The expected increase in holiday deliveries will not be spread equally across companies, logistics technology provider ShipMatrix said on Monday.
That could mean some delivery providers get more customer pushback on so-called "peak surcharges" that help shelter carrier profits from higher holiday season costs.
In the first half of 2025, total U.S. domestic parcel volumes increased 6.1% at Amazon.com's logistics arm and 5% at FedEx. Volume at UPS, which is cutting the number of packages it delivers for Amazon, decreased 5.4%, while the U.S. Postal Service (USPS) fell 6.7%, ShipMatrix said.
The volume decline at UPS and USPS combined was more than what Amazon and FedEx gained, and that additional volume of 102 million packages was likely handled by the private delivery networks of large retailers like Walmart or by other carriers, the report said.
If current trends stretch into the holiday season, "we expect FedEx and Amazon to experience a 5 to 8 percent increase with UPS and USPS being flat," ShipMatrix added.
Higher U.S. prices for goods tied to Trump's tariffs as well as the end of import duty exemptions for low-value goods sold via China-linked retailers like Temu and Shein have been sapping already-soft delivery demand.
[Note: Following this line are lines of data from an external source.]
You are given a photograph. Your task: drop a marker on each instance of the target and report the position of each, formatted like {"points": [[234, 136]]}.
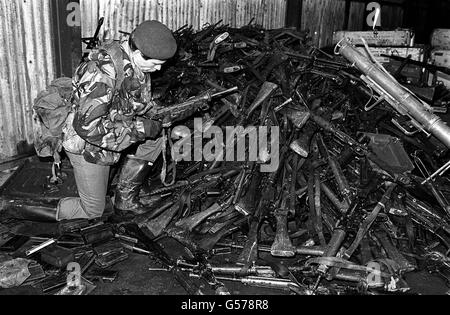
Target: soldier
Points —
{"points": [[112, 92]]}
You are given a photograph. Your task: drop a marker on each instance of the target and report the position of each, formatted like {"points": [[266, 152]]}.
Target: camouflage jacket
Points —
{"points": [[106, 120]]}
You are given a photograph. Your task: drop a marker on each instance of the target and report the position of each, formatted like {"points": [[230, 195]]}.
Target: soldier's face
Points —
{"points": [[147, 65]]}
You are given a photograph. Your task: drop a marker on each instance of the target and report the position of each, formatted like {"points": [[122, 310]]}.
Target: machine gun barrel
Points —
{"points": [[403, 101]]}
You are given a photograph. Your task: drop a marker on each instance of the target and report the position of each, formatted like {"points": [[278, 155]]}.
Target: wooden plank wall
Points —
{"points": [[323, 17]]}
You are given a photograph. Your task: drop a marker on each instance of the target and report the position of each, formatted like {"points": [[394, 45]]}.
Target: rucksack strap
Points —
{"points": [[115, 52]]}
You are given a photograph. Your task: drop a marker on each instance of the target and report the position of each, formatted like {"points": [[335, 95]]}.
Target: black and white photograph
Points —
{"points": [[230, 154]]}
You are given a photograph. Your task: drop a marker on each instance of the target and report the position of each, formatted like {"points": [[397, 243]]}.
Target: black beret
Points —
{"points": [[154, 40]]}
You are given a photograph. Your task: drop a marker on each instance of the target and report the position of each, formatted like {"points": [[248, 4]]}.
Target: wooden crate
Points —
{"points": [[440, 39], [440, 58], [439, 77], [417, 53], [398, 38]]}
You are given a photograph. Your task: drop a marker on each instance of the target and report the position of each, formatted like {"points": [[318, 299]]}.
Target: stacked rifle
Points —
{"points": [[360, 196]]}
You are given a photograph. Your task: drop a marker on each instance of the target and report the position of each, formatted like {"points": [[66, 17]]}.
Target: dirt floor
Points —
{"points": [[137, 275]]}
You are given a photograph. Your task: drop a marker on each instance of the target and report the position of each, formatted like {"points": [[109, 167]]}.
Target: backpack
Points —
{"points": [[53, 105], [51, 108]]}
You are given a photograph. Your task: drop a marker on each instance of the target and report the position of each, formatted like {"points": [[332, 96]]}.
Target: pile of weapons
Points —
{"points": [[355, 204]]}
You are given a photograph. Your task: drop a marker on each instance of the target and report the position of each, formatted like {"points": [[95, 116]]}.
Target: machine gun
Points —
{"points": [[92, 42], [173, 113]]}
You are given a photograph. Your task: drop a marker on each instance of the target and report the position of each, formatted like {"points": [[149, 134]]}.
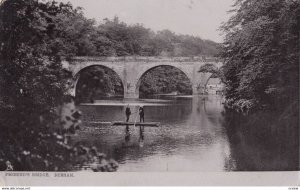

FedEx and UPS have seen volumes decline since Trump ended the import duty exemption for low-value, direct-to-consumer goods from China and Hong Kong on May 2 and for the rest of the world on August 29. Last year, roughly 1.4 billion packages came into the United States under the "de minimis" exemption for goods valued at less than $800.
Trump's ever-changing tariff policy also has put a chill on U.S. business spending and made consumers, whose spending accounts for two-thirds of domestic economic activity, wary about rising prices.